9.12.04

Habrá.

Esta mañana encontré una manera más sencilla de saber si estoy dormida o despierta, nada de que prender y apagar las luces como en Waking Life: abrir la puerta de la casa: si una voz desquiciante lo anuncia, definitivamente estaré en esta vida; porque la casa en mis sueños Jamás tendría una alarma, ni rejas, ni trescientas cincuenta y nueve mil llaves para poder moverte en ella. Sería pequeña, tal cual es: amontonada con muebles de una casa más grande y llena de historias, con paredes blancas y otras cuantas craqueladas o coloridas: víctimas de los procesos creativos de mamá, con una cocina en la que si se compra otro salero ya no podremos sentarnos a comer, una vitrina que contiene a las bailarinas de Lladró pegadas con kola-loka por culpa de la bendita mudanza, el refrigerador que a veces arrulla, las repisas que se caen a medianoche, el techo al que está estrictamente prohibido subir, las escaleras que soportan nuestro a veces rancio, entorpecido, eufórico o bien, frenético caminar; los espejos que nos hacen sentir vergüenza, el cuarto en donde se guarda lo que no se usa pero puede usarse algún día: incomodidades que produce la no-costumbre. El encanto es que cada rincón que habitamos nos habita y cada discusión, regaño o abrazo se guarda en nuestras memorias y en estas paredes.

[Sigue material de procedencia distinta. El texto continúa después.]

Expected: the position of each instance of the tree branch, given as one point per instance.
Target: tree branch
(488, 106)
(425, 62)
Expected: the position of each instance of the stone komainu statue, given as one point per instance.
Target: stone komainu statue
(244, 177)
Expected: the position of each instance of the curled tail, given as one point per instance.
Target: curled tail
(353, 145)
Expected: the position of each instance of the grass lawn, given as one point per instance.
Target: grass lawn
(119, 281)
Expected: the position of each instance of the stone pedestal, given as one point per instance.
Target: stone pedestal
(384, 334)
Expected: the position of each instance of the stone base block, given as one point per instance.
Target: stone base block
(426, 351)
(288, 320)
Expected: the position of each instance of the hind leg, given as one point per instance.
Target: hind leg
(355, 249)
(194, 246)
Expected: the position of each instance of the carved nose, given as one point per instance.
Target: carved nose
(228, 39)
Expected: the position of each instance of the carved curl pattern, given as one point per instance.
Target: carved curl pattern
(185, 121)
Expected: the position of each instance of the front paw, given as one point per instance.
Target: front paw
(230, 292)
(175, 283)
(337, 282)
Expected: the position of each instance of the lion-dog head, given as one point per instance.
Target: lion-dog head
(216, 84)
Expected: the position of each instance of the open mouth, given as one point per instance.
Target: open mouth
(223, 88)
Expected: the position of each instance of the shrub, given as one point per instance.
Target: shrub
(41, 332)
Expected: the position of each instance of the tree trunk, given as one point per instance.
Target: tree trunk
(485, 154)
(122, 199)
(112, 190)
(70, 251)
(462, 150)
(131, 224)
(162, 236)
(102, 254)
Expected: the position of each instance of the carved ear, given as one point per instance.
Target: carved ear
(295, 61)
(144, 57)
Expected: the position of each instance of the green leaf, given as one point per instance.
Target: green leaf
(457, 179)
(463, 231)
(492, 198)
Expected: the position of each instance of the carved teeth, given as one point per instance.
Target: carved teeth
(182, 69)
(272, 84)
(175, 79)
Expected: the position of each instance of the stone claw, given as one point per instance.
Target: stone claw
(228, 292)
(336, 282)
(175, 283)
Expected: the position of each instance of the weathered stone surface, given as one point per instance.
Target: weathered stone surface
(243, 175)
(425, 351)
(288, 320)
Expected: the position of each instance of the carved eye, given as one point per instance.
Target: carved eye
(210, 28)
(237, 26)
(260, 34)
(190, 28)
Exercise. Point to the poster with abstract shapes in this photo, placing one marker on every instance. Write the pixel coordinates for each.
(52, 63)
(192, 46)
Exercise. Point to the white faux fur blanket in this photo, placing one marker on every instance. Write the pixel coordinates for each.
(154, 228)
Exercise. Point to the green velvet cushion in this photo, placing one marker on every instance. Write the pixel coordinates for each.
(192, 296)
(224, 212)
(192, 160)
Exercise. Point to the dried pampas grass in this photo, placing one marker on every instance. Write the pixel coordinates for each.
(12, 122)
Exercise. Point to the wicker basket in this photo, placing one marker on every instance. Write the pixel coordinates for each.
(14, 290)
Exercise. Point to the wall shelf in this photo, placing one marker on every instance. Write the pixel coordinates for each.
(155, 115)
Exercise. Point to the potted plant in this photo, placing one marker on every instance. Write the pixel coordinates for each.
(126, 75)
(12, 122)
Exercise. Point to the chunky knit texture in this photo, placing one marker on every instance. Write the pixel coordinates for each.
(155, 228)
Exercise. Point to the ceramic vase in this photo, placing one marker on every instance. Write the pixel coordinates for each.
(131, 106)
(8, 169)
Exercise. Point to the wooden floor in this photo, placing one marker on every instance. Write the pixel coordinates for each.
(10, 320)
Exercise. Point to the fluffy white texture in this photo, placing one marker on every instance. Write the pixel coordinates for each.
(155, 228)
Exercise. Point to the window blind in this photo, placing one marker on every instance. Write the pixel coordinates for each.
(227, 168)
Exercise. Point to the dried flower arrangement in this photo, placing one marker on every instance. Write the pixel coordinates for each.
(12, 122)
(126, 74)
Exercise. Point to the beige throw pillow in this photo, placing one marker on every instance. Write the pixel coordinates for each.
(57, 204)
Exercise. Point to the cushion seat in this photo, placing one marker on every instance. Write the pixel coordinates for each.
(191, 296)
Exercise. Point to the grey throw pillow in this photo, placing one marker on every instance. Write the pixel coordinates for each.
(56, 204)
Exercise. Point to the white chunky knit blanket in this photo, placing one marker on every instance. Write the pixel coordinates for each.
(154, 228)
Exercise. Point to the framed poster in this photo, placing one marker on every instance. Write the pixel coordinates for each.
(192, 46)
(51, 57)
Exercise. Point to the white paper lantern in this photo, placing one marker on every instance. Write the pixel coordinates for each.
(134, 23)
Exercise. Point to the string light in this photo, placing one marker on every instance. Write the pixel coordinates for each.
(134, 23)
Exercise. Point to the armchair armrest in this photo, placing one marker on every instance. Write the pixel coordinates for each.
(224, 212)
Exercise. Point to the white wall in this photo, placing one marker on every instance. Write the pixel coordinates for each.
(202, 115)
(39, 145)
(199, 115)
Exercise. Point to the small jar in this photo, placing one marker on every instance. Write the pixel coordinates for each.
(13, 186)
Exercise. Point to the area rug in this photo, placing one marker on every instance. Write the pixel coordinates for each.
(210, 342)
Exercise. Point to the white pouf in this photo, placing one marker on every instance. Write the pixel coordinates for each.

Ya no habrá casas con vista al mar y sin vecinos, jardines, baños y pisos de mármol; no habrá balcones ni barcos que lancen luces de bengala en año nuevo, no habrá navidades en patios, cuartos de espejos, sala de juegos, veranos en Canadá, otoños en Europa, clases de equitación; no habrá tragaluces, compras en Neiman Marcus, ni trajes Brioni; no habrá viajes, Bufadoras, ni autopistas escénicas. Habrá este frío insípido, abrazos sinceros, una casa y familia pequeña, unida; chocolate caliente, risas y, la sensación de saber que se tuvo mucho y ahora no se tiene menos, sino más.